Так она и поступила, благо ловкость осталась девичья.
Открыла изнутри засов, соединивший два куска гнилой ограды, прошла по замусоренной мхом и грибами-дождевиками тропке, змеящейся под зарослями бурьяна и одичавшей малины, по пути потрогала одинокий, весь в парше, яблоневый ствол — и оказалась лицом к лицу с домом. Ах, наш общий семейный угол — дряхлое прибежище летних времен! Совсем прежний, если не вглядываться. Даже удивительно после стольких лет и после унылой шеренги брошенных элитных особняков, которую женщина видела по дороге со станции. Конечно, перила завалились, но крыльцо даже не подгнило — на цементные блоки ставили. Как хорошо было тут сидеть с книжкой или миской земляники на коленях! Или с ними обеими. Окна не побиты, сквозь мутное стекло видны щиты — ими окна были заложены изнутри. Дикий виноград, когда-то еле живой, разросся узловатыми плетьми — последние годы всё растительное так и прёт, как из квашни с хорошо расстоявшимся тестом. Тропинка ведь по голому месту шла. И эти люпины шеренгой перед фасадом, все сплошь фиолетовые, как назло. Вырождаются без ухода.
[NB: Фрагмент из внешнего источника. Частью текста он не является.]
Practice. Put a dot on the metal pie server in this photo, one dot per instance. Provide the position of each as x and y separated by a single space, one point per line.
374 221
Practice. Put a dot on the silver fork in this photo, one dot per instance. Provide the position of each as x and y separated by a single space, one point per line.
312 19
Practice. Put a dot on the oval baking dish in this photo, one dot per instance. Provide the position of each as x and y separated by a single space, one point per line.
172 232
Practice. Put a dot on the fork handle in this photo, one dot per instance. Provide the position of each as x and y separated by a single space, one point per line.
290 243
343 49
Вдова решительно поднялась на ступеньки, вынула маленький блестящий ключ с винтовой нарезкой и отперла дверь на веранду. Прошло точно по маслу, подумала она. А ведь двойные створки что ни год опускались, приходилось без конца подпиливать снизу.
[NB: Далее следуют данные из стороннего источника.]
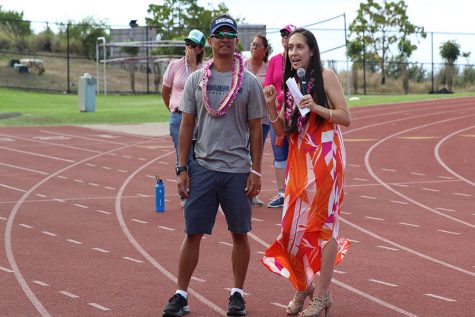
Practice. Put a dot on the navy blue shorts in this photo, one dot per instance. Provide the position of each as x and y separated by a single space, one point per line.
209 190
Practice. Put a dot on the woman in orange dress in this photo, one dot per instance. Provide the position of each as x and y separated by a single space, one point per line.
309 241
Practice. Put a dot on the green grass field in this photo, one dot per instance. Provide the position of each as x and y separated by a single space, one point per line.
53 109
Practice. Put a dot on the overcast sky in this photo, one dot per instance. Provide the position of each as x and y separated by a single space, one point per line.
435 16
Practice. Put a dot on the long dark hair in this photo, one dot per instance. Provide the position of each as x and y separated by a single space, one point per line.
314 69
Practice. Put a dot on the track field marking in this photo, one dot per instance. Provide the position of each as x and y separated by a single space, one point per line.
399 202
441 297
49 233
430 189
132 259
367 197
37 154
5 269
100 307
81 206
198 279
101 250
41 283
444 209
449 232
382 283
387 248
374 218
462 194
24 169
166 228
68 294
14 188
74 241
409 224
139 221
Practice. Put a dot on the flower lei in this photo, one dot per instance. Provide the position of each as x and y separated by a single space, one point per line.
290 106
238 71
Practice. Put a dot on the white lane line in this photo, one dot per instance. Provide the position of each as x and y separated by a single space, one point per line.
101 250
409 224
368 197
387 248
445 177
37 154
374 218
462 194
166 228
74 241
132 259
23 168
5 269
399 202
441 297
443 209
139 221
81 206
418 174
100 307
14 188
40 283
449 232
198 279
49 233
382 283
71 295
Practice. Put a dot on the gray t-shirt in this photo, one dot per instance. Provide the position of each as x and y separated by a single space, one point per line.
222 143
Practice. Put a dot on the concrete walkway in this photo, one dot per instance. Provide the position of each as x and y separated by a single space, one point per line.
144 129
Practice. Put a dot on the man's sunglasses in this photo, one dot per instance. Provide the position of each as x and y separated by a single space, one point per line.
222 35
192 44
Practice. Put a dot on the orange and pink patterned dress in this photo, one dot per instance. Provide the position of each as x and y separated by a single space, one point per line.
313 198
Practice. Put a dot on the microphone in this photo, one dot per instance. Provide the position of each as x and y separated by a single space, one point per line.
303 83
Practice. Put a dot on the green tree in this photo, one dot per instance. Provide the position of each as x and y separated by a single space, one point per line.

Внутри хлам и дрязг, ватную обивку зимней двери, что ведёт в тёплое помещение, пообъели мыши, этажерка — винтажная, с резными столбиками, — одной ножкой провалилась в гнилой пол. Снова достаётся ключ, английский замок снова поддаётся без малейшего сопротивления, и женщина оказывается в комнатушке, которую можно назвать столовой. Хотя семейное название было — кухня. Здесь, на столе, вписанном в стены, как квадратура круга, резали овощи и провертывали мясо, ломали надвое краюху черного хлеба и макали горбушку в мёд. Под умывальником мыли посуду, складывая на тумбочку (внутри последней коварно затаилось вонючее помойное ведро) или на трухлявый венский стул.
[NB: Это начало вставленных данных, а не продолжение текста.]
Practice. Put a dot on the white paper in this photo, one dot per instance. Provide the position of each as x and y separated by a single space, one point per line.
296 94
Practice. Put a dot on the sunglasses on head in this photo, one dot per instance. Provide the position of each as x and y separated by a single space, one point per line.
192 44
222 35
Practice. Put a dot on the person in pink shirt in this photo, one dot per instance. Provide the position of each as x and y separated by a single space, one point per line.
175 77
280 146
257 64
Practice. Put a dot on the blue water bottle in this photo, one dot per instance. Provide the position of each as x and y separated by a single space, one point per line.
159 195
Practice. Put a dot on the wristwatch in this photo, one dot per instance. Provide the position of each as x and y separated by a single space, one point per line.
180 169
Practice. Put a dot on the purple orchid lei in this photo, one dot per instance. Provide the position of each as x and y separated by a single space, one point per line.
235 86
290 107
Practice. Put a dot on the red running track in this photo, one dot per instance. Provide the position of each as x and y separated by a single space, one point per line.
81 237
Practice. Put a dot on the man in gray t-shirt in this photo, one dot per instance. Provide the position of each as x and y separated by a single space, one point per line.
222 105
Из кухни два открытых дверных проёма ведут — один к зеву, другой прямо к плите большой голландки. Чтобы печь исправно готовила еду, ее саму приходилось кормить досыта. Вот и сейчас женщина видит, что на обитом железными полосами куске пола перед печной дверцей стоит чугунная корзина с дровами, а рядом — кочерга с тяжёлой бронзовой рукоятью и такой же совок.
Женщина только сейчас ощущает, как продрогла: лето холодное — год от года всё холодней — и насквозь сырое. Однако прежде чем растопить, надо залезть на стул и открыть вьюшку в трубе, прямо над плитой с двумя конфорками. Крышка вся в чернющей саже и пачкает непривычные пальцы. Когда женщина слезает вниз и открывает малую дверцу поддувала, оказывается, что там полно золы: хрупкие серебристо-серые хлопья, которые приходится выгребать в ведро.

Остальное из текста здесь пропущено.